高級車を乗り回し、アルマーニの背広を着こなし街を歩く。
「生きづらい奴は可愛そうだがな。俺にはよく分かんねぇんだ、ほんと」
昨日見たサイトで、他人の悩み事を何気なく見たが、何故そうなるのかが分からない。不幸が押し寄せてくるという経験が無かった俺に共感はできない。
俺の人生チート過ぎて、楽すぎる。
いいのか、これで。
ちまたでは、就職に苦労したり、病気に苦しんだりする奴もいる。
申し訳ないけど、やっぱり共感はできない。(俺にはどうしようもないしな)
高層マンション。
俺の今の住まいだ。ここもそろそろ買い換え時か、と思いながら歩いていると、向こうから走ってくる男たちが見えた。

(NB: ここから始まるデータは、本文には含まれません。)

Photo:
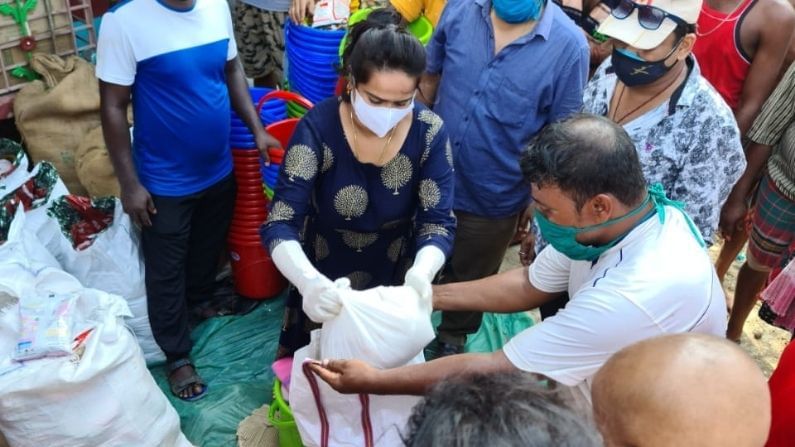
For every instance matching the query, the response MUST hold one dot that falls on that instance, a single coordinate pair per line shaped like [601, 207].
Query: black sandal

その時俺は、生まれて初めて、運悪く強盗と鉢合わせをした。
自分のマンションの前で、強盗が逃げてきたのに出くわしたのだ。
「オイ、そこをどけ! 殺すぞ」
強盗だと思う。
真夏だというのに頭に目出し帽を被っていたから。
三人組の強盗で、持っていた30センチほどのバールが、血で汚れていたし。
俺は素直に道を開けたのに、強盗の一人が、俺の足にけつまずいて転んだ。
(あちゃー、こいつドジだな)
「オイ、大丈夫か?」
男は慌てて起き上がろうとして帽子が脱げてしまい、顔が見えてしまった。
強盗は、顔見知りだった。えーと、名前なんだっけ。
「えっ、た……なか?」
高校の同級生だった……気がする。
たしか、同じサッカー部で、人気を二分していた奴だったはずだ。
田中(未定)は、推薦で大学へ行った……かな?
そんな奴が、何でこんな事に……。
強盗の――多分田中――は顔を歪めて、俺のスーツ姿をなめ回すように見た。
「***、羽振りが良さそうだな。だがな……俺の名前は、佐々木だっ!」
そう言って、立ち上がり、俺に襲いかかってきた。
俺は、奴が振り下ろしたバールを慌てて腕で防いだ。
ゴキッと骨が折れる音がした。
痺れるような、突き刺さるような鋭い痛みが、脳天まで突き抜けた。
「昔からいけ好かないやろうだったな***は!」
(そんなっ、今更言われても……俺のどこが気に沿わなかった?)
あまりの激痛で吐き気がして、それ以降抵抗できなかった。
(田中……じゃねぇか。え、佐々木? どっちでもいい! もうやめてくれ)
「こいつ、昔っからけったくそ悪いんだよっ。おい、やっちまおうぜ!」
そのまま、強盗たちに滅多、殴られて、討ちどころが悪く意識がもうろうとした。
目に血が流れてきて前も見えなくなった。
奴は俺の財布をひったくり、
「うひょー、すげぇ持ってんじゃん!」
そう言って、田中が、走り去ったのは覚えている……佐々木か……。
その後は記憶が無い。俺は多分、死んだ。